Is Public School 'Choice' Good for the Black Community?

March 12, 2012 — Northwestern University sociologist Mary Pattillo will give a talk that questions the assumptions, ideology and philosophy undergirding public school "choice" on Thursday, from 3:30 to 5 p.m., in the University of Virginia's Rouss Hall, room 403.

 

School choice is a public policy that allows parents to choose a district, charter or private school for their children to attend, regardless of residence and location, with the aim of better fulfilling students' needs and education priorities.

Sponsored by the Carter G. Woodson Institute of African-American and African Studies, the Curry School of Education and the Department of Sociology in the College of Arts & Sciences, the talk will draw data from two projects, Pattillo said. The first focuses on how black community leaders work with white leaders to bring school choice to a gentrifying black neighborhood in Chicago. The second interviews black parents navigating the landscape of public school choice. Findings highlight the complicated role that black community leaders play in both facilitating and hampering access to high-quality public education for low-income African-Americans.
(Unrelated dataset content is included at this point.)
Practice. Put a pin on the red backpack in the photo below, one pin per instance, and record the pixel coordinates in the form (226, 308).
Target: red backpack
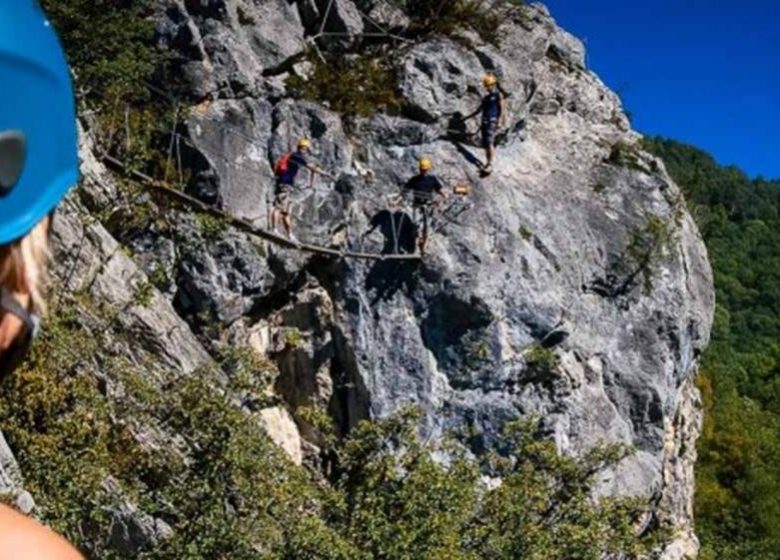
(282, 165)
Further findings suggest that socioeconomic differences influence not only who chooses, but also what black parents hope to gain when they do choose. While there is no definitive answer as to whether public school choice is good or bad for the black community, the research presents important empirical data that contribute to better understanding what is at stake in the educational policy of school choice, Pattillo said.

Her most recent book, "Black on the Block: The Politics of Race and Class in the City" (2007, University of Chicago Press), examines conflict and consensus as one African-American neighborhood deals with gentrification and the transformation of public housing. The American Sociological Association gave the book the Park Best Book Award, and recognized her 1999 book, "Black Picket Fences: Privilege and Peril among the Black Middle Class," with the Oliver Cromwell Cox Best Book Award.

Pattillo's current projects include a four-city study of the effects of housing on children's development, funded by the MacArthur Foundation; research on school and housing choice policies; and ongoing teaching and academic partnerships in Colombia, South America.

Pattillo, Harold Washington Professor of Sociology and African American Studies at Northwestern, received her Ph.D. from the University of Chicago in 1997. She has published articles in American Sociological Review, Social Forces, Ethnic and Racial Studies and the Journal of Affordable Housing Research, among other journals. She is co-editor with Bruce Western of "Imprisoning America: The Social Effects of Mass Incarceration," published in 2004. Pattillo is a founding board member of Urban Prep Charter Academies Inc., a network of all-boys high schools in Chicago.